In the case at hand, we do not have certified copies, affidavits, or testimony to substantiate the exhibits offered into evidence. Enright testified that she had learned of Watters’ arrest in Marion County, but she did not testify that she had been present at the signing of his plea agreement or at his conviction. The plea agreement is allegedly signed by Watters, but no evidence was entered to substantiate that signature was Watters’ signature. Enright did not testify that she had done anything to corroborate the validity of the documents she received via email.

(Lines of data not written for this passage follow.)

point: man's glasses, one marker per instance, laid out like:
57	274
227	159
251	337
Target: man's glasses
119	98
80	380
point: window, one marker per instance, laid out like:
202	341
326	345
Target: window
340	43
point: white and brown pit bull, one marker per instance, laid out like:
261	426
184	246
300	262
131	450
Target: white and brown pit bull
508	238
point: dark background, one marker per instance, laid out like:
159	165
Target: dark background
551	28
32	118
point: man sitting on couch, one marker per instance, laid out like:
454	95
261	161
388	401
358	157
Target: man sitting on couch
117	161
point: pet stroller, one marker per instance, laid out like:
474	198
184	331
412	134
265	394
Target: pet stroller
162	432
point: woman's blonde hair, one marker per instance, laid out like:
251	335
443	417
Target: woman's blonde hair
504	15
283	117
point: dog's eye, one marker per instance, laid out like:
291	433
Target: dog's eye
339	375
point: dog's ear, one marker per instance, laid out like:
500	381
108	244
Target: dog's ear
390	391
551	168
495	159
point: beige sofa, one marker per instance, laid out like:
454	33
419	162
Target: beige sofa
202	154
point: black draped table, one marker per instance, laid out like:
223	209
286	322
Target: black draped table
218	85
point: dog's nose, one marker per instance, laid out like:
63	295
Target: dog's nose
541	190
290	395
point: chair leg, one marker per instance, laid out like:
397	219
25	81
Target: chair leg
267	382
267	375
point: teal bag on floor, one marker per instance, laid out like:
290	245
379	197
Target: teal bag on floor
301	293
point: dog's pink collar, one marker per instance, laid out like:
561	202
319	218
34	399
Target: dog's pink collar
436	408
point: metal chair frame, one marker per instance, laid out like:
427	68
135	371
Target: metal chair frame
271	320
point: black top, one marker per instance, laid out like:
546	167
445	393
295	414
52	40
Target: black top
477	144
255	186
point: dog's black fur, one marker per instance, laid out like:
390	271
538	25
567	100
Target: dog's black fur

While trial courts have the discretion to admit hearsay evidence at a probation revocation hearing, the admission must not violate the due process standards provided by the United States Supreme Court. See Gagnon v. Scarpelli, 411 U.S. 778, 781 (1973) (when a loss of liberty is at stake, the parolee is to be accorded due process). We decline to extend the lowered bar for admission of hearsay at probation revocation hearings to include evidence with no “indicia of reliability.” See Cox, 706 N.E.2d at 552 (court is not bound by the hearsay exclusion rule, but the hearsay must be reliable). Although there is no bright line test of this reliability, testimony of the parties directly involved, affidavits of parties directly involved, and certified copies would have sufficed without putting an undue burden on the State. As the State did not provide any of those indicia of reliability herein, we hold the evidence was inadmissible. Cf. Reyes, 868 N.E.2d at 442 (affidavit proved document’s trustworthiness). Accordingly, we reverse.
VAIDIK, C.J. and FRIEDLANDER, J., concur.